Sermons

Summary: What did Jesus mean when he said that the law would not pass away?

The biggest cop out for spiritual failure and the most common excuse for deliberate sinfulness are these words "I’m not under law but under grace!" and with those seven words we seek to absolve ourselves of any spiritual responsibility we might have for our behaviour. And when we are confronted about our actions we get all huffy and tell people to mind their own business. Actually it’s more like “Don’t judge me, you know what the bible says about judging.”

So is that reality? Does grace give us an eternal get out of jail free card? Does grace really trump the law? Somehow we have gotten the notion that Jesus stamped the Old Testament with big red letters that say “Null and Void”. We have drawn the faulty conclusion that the old testament no longer matters, that it really doesn’t apply to us, it just a collection of historical books. Well except for maybe the 10 Commandments and most people are now working on an abbreviated version of them, they’ve kind of narrowed it down to “thou shalt not kill.”

And yet as Jesus taught that morning on the shore of Galilee, right after he told the disciples that they were to be salt and light in a lost and dying world he makes this remarkable statement. Matthew 5:17 “Don’t misunderstand why I have come. I did not come to abolish the Law of Moses or the writings of the prophets. No, I came to accomplish their purpose. But did he really mean it? Can those words really be coming from the mouth of Christ? The same Christ that Paul wrote about in the book of Romans where he said Romans 10:4 (NIV) Christ is the end of the law.

Think about it, Jesus was executed for breaking the religious law, he didn’t follow the prescribed hand washing instructions, he healed the sick on the Sabbath, picked grain to eat on the holy day and claimed he was God. And yet here is the same Jesus speaking with reverence about the law of Moses. In the next verse Jesus tells us Matthew 5:18 I tell you the truth, until heaven and earth disappear, not even the smallest detail of God’s law will disappear until its purpose is achieved. Now the New King James Version is a little more poetic when it says Matthew 5:18 For assuredly, I say to you, till heaven and earth pass away, one jot or one tittle will by no means pass from the law till all is fulfilled. It’s not as clear as the newer versions but it’s prettier. So what are jots and tittles? Glad you asked. The Jot was the smallest letter of the Hebrew alphabet also known as an Iota. You ever wonder when you say “That doesn’t make one Iota of a difference” what an iota was? An Iota looks like an apostrophe, here is a picture of an Iota.
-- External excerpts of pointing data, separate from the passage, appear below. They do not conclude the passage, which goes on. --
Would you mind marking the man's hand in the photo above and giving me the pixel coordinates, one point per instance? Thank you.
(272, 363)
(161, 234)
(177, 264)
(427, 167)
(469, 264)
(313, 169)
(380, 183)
The tittle on the other hand was like a serif, you know the squiggley bit on a letter that makes it different then another letter. Let me illustrate, this is an “O” this is a “Q” and the bit at the bottom is a tittle. And everybody goes “Ahhhhhh”.

And so Christ was saying that not even something as small and insignificant as these two marks would be removed from the law by him.

Now there are those who say that sounds so unlike Christ that Jesus could not have possibly said it. Maybe Matthew simply invented this saying himself and attributed it to Jesus. Well if he did then Luke must have as well because he said in Luke 16:17 But that doesn’t mean that the law has lost its force. It is easier for heaven and earth to disappear than for the smallest point of God’s law to be overturned. Or in the New King James Luke 16:17 And it is easier for heaven and earth to pass away than for one tittle of the law to fail.

It’s a Matter of God’s Law

Well in order to understand what Jesus was saying it would help if we knew what Jesus was saying. So what was the “Law”? 1) The Ten Commandments 2) The first five books of the Old Testament, what is often referred to a the Pentateuch or five scrolls. 3) The Law and the Prophets, was referring to what we now call the Old Testament. And that is what Jesus said would not pass away. But there was also a fourth meaning of the “Law” and that was the Oral Law or Scribal Law.

And it was this last one that Christ and Paul attacked. In the Old Testament there are very few rules and regulations and many great principles. Well to the Rabbis that wasn’t enough, they would say that if it wasn’t there explicitly then it was there implicitly. And so the Rabbis said that out of the law it must be possible to deduce a rule for everything.